Buffalo News (New York), November 9, 2004, Tuesday
Buffalo News (New York)
November 9, 2004 Tuesday
FINAL EDITION
SECTION: LOCAL; Pg. B6
HEADLINE: SCHOOL BOARDS DISCUSS COLLABORATIONS
BYLINE: By Dale Anderson - NEWS STAFF REPORTER
BODY:
The last in a series of three public dialogues held by the Erie County Association of School Boards and Cornell University's School of Labor and Management was the best, organizers said as the 90-minute session ended Monday evening in the Norman C. Vergils Community Room at Sweet Home Central High School.
The meetings, which focused on how Erie County's school districts could work together to benefit all the children in the county, are part of a yearlong study on that topic by a team from Cornell.
Information about it can be found on the association's Web site, www.ecasb.org.
"The other dialogues were not so well attended," said lead researcher Ann Martin. "And tonight there was a lot of interest and energy around this. There are a lot of people who think this is a good idea and the way to go. They're not saying don't take this away from my district."
Attending were about 20 school board members and school administrators.
Martin began with a presentation that highlighted one benefit of collaboration -- sharing information. She suggested setting up a database of "best practices."
"If one district has figured out how to do academic intervention in a different way," she said, "you could go there and find out how they do it."
But, she added, to bring about collaboration, "There needs to be leadership. I'm just . . . an outsider. We can recommend till we're blue in the face, but that leadership has to arise from you and your colleagues."
A brief question session turned into a group discussion of how charter schools fit into the picture and how districts might collaborate to save money on health care plans.
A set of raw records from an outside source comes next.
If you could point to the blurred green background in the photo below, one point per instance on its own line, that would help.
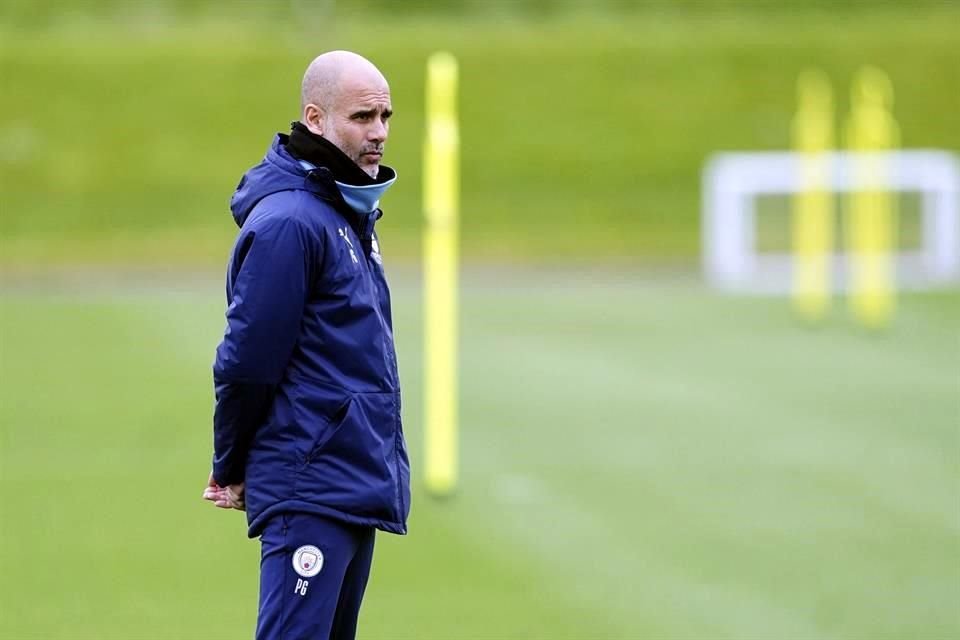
(642, 458)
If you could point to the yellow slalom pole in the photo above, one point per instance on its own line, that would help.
(441, 177)
(871, 223)
(813, 216)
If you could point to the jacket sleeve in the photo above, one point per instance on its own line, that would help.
(267, 290)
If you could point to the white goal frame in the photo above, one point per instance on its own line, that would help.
(733, 181)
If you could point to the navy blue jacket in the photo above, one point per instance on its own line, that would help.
(308, 397)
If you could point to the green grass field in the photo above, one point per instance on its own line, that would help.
(583, 135)
(641, 459)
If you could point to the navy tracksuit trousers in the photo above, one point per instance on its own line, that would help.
(313, 572)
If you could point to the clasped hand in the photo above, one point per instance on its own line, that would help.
(228, 497)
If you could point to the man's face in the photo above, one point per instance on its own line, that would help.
(358, 121)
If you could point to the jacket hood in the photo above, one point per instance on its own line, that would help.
(278, 171)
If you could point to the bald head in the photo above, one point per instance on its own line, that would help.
(323, 78)
(346, 99)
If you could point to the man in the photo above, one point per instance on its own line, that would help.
(307, 434)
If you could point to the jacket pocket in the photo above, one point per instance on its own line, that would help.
(319, 414)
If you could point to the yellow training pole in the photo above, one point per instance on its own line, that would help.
(871, 222)
(813, 217)
(441, 203)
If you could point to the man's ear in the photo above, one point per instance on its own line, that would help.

Then Miller formed three groups to develop collaborative ideas.
In the first group, a Sweet Home School Board member began the discussion by describing a collaborative effort by the Lancaster Opera House, the Buffalo schools and Starbucks that brought students together for artistic projects, which then are presented in Starbucks coffeehouses.
From there, the others -- a Sweet Home administrator, an Amherst School Board member, a former East Aurora School Board member, a longtime staffer from Buffalo's EPIC Program and a woman from the Buffalo Jaycees -- jumped off in several directions.
They talked about how Erie 1 Board of Cooperative Educational Services might be a collaborative resource; how collaboration with urban districts might offer diversity for suburban and rural students; how businesses might assist in a Big Brother/Big Sister-style program with students; how schools might collaborate on Distance Learning, except that it's fallen out of favor because it's too expensive; and how difficult it is to connect with officials in the Buffalo schools.
"We do a lot of dialoging with the northern Erie County schools," the Sweet Home administrator said. "I was on the phone today with an Amherst business official and we were talking about playgrounds, collecting taxes. And Erie 1 BOCES has meetings. But we really don't have that interface with the Buffalo schools. We don't have that face-to-face contact."